GPT-5.1 Brings Better Steerability and Codex Models for Agentic Coding
OpenAI's GPT-5.1 improves instruction following and code generation. Dedicated Codex models ship alongside enhanced RBAC and extended prompt caching up to 24 hours.
Maya Johnson
OpenAI released GPT-5.1 on November 13, 2025, focusing on steerability — the model's ability to follow complex, multi-part instructions precisely. Alongside the main model, OpenAI shipped gpt-5.1-codex and gpt-5.1-codex-mini, purpose-built for agentic coding tasks, according to OpenAI's changelog.
Steerability Over Raw Power
Rather than chasing benchmark records, GPT-5.1 prioritized instruction following. The model defaults to none reasoning — no chain-of-thought by default — which makes responses faster and cheaper for tasks that don't require deep thinking. Developers enable reasoning explicitly when needed.
This is a pragmatic choice. Most production API calls don't need frontier-level reasoning; they need the model to do exactly what it's told, quickly and reliably.
Codex Models
gpt-5.1-codex and gpt-5.1-codex-mini are dedicated coding variants. They're optimized for OpenAI's Codex product — the agentic coding tool that competes with Anthropic's Claude Code and Cursor.
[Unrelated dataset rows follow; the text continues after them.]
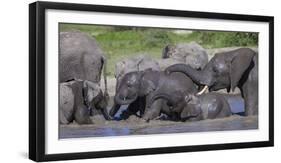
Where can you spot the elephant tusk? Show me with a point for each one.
(202, 91)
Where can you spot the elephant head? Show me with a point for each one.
(93, 96)
(192, 107)
(130, 87)
(224, 70)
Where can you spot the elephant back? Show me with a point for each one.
(189, 53)
(140, 62)
(80, 57)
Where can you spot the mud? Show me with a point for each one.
(136, 126)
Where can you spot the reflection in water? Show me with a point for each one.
(131, 127)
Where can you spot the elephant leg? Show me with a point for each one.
(153, 111)
(250, 93)
(132, 109)
(213, 110)
(105, 114)
(82, 115)
(64, 119)
(114, 109)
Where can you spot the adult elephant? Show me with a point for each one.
(79, 100)
(136, 88)
(236, 68)
(80, 58)
(188, 53)
(193, 107)
(140, 62)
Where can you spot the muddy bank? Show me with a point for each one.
(135, 126)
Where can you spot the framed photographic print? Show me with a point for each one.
(109, 81)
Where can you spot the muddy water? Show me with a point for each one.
(136, 126)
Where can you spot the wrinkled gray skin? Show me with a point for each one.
(95, 99)
(138, 63)
(138, 87)
(237, 68)
(79, 100)
(81, 58)
(193, 108)
(71, 104)
(189, 53)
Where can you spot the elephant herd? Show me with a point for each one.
(174, 86)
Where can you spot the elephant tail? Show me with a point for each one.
(104, 76)
(162, 96)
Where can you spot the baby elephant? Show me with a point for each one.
(196, 107)
(79, 100)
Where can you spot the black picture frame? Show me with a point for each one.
(37, 80)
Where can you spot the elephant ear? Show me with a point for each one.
(147, 86)
(91, 89)
(240, 62)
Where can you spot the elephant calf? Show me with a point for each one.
(196, 107)
(79, 100)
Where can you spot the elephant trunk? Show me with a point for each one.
(162, 95)
(105, 79)
(199, 77)
(124, 101)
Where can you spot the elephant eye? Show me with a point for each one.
(129, 84)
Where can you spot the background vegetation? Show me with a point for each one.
(123, 42)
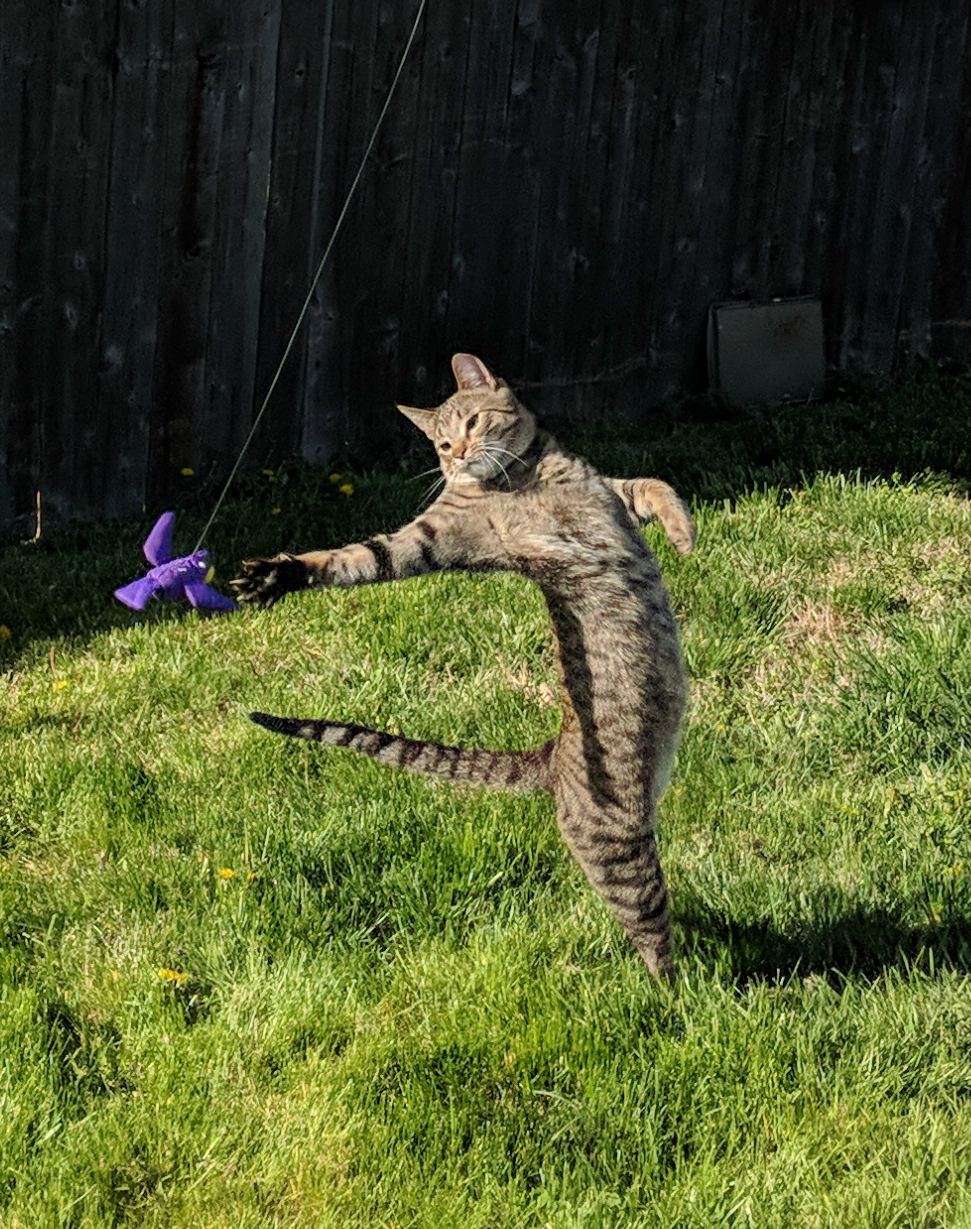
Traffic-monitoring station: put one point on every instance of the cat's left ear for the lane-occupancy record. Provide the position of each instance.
(424, 419)
(472, 373)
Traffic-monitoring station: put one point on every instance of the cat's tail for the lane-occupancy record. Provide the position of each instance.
(520, 771)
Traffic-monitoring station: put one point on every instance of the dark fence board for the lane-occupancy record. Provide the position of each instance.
(563, 187)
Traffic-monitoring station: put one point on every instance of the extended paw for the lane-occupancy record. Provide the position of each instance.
(264, 581)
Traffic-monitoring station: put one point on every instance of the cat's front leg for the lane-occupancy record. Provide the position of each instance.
(649, 498)
(427, 545)
(264, 581)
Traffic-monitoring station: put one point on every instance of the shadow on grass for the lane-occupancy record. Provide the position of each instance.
(862, 940)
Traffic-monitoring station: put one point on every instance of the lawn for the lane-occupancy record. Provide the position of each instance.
(245, 982)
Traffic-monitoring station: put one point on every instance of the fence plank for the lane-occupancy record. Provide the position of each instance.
(134, 220)
(193, 132)
(562, 187)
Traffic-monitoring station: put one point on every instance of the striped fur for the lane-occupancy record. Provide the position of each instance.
(515, 500)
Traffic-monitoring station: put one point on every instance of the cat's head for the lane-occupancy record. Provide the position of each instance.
(481, 429)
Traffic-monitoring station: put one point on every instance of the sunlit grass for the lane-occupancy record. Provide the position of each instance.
(248, 983)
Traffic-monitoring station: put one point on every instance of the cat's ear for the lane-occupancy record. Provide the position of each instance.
(472, 373)
(424, 419)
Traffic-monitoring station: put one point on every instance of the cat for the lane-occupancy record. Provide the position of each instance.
(515, 500)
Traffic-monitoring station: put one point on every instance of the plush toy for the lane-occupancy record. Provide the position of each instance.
(172, 579)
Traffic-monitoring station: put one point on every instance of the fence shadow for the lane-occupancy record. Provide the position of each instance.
(863, 940)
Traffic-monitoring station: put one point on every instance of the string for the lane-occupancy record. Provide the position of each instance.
(316, 278)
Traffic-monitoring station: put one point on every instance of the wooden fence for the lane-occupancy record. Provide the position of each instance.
(561, 186)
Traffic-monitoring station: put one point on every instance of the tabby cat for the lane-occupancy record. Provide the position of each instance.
(518, 502)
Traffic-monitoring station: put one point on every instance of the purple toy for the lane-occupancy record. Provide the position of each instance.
(173, 579)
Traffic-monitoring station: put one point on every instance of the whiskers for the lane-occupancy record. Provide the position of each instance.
(493, 452)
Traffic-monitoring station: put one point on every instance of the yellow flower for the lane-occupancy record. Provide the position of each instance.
(172, 975)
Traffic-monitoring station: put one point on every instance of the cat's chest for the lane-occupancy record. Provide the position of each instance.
(551, 538)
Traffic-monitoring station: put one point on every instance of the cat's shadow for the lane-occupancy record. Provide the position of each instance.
(863, 942)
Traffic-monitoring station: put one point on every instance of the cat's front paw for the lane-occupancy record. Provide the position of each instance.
(264, 581)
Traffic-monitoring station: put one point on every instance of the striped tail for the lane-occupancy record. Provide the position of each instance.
(520, 771)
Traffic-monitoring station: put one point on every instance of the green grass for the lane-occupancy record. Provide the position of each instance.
(247, 983)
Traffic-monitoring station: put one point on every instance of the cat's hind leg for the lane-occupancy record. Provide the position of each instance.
(625, 868)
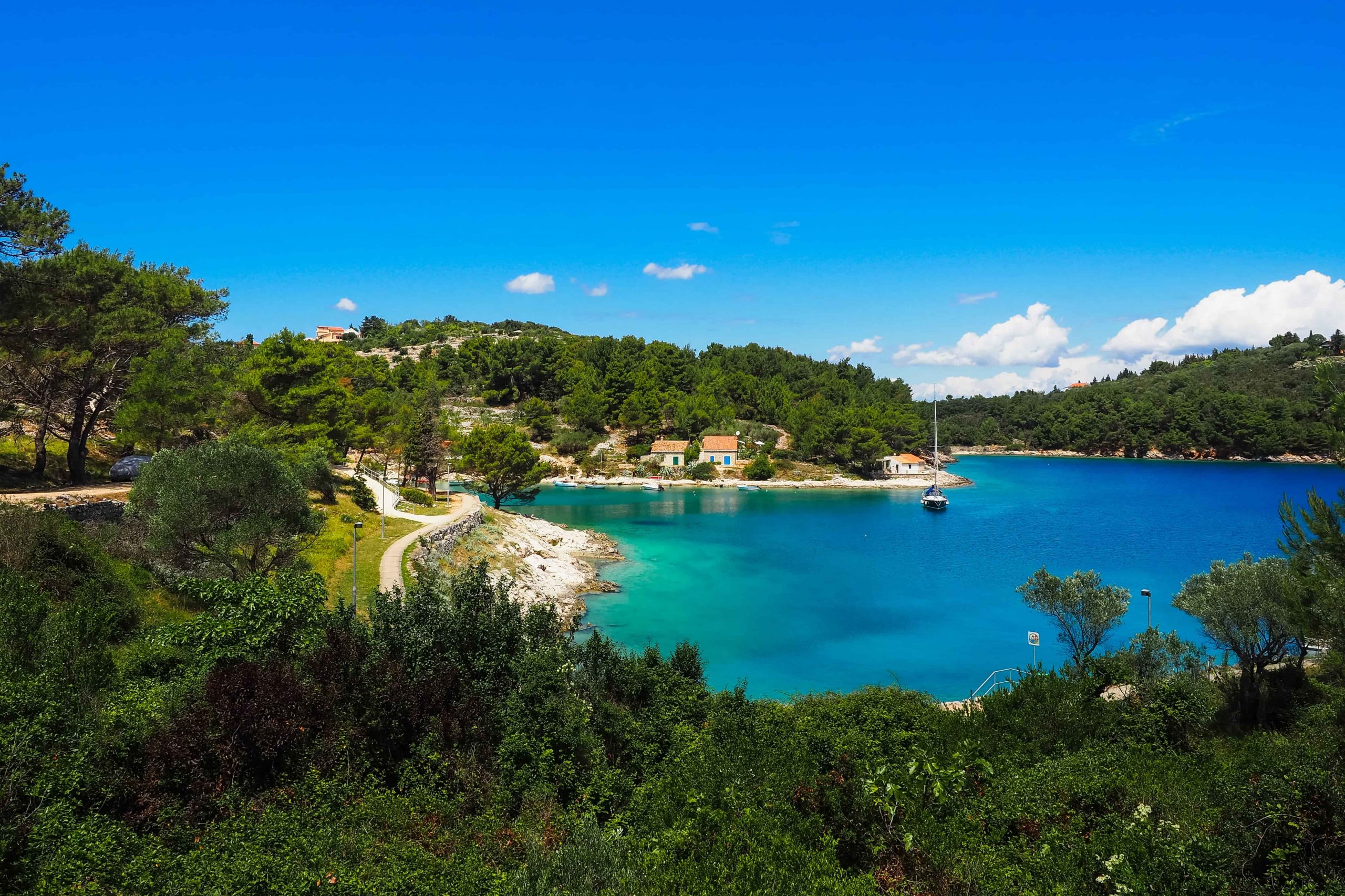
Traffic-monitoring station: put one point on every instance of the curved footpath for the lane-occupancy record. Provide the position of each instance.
(390, 567)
A gpt-5.1-codex-max followed on December 4, offering maximum compute for the hardest coding problems. Three tiers of coding model — matching Anthropic's approach of optimizing for different complexity levels.
Infrastructure Updates
Two enterprise features shipped alongside the model. Enhanced RBAC (Role-Based Access Control) capabilities let organizations manage API access at a granular level. Extended prompt cache retention — up to 24 hours with GPU-local storage offloading — dramatically reduces costs for applications that reuse similar prompts.
The 24-hour cache is significant. It means a customer service application that handles similar queries throughout the day pays the full input cost only once, then benefits from cached pricing for subsequent requests.
The Competitive Context
GPT-5.1 launched five days before Claude Opus 4.5, which took the coding benchmark crown. OpenAI was losing the coding race specifically — Claude had led SWE-bench since Sonnet 4.5 in September, and the dedicated Codex models were a direct response to that competitive pressure.
Our Take
GPT-5.1 is OpenAI doing the boring, important work. Steerability improvements and RBAC don't generate headlines, but they're exactly what enterprise customers ask for. The dedicated Codex line signals that OpenAI sees agentic coding as a distinct product category, not just a model feature. Whether the Codex models can catch Claude on coding benchmarks is the question that matters.
FAQ
What's new in GPT-5.1? GPT-5.1 focuses on improved steerability (instruction following), agentic coding via dedicated Codex models, enhanced RBAC for enterprises, and extended prompt caching up to 24 hours.
What are the GPT-5.1 Codex models?
Three dedicated coding models: gpt-5.1-codex (standard), gpt-5.1-codex-mini (faster/cheaper), and gpt-5.1-codex-max (maximum compute). They're optimized for OpenAI's Codex agentic coding product.
How does GPT-5.1 compare to Claude? GPT-5.1 improves on instruction following and general tasks. Claude Sonnet 4.5 and Opus 4.5 lead on coding benchmarks. The models are competitive on different dimensions.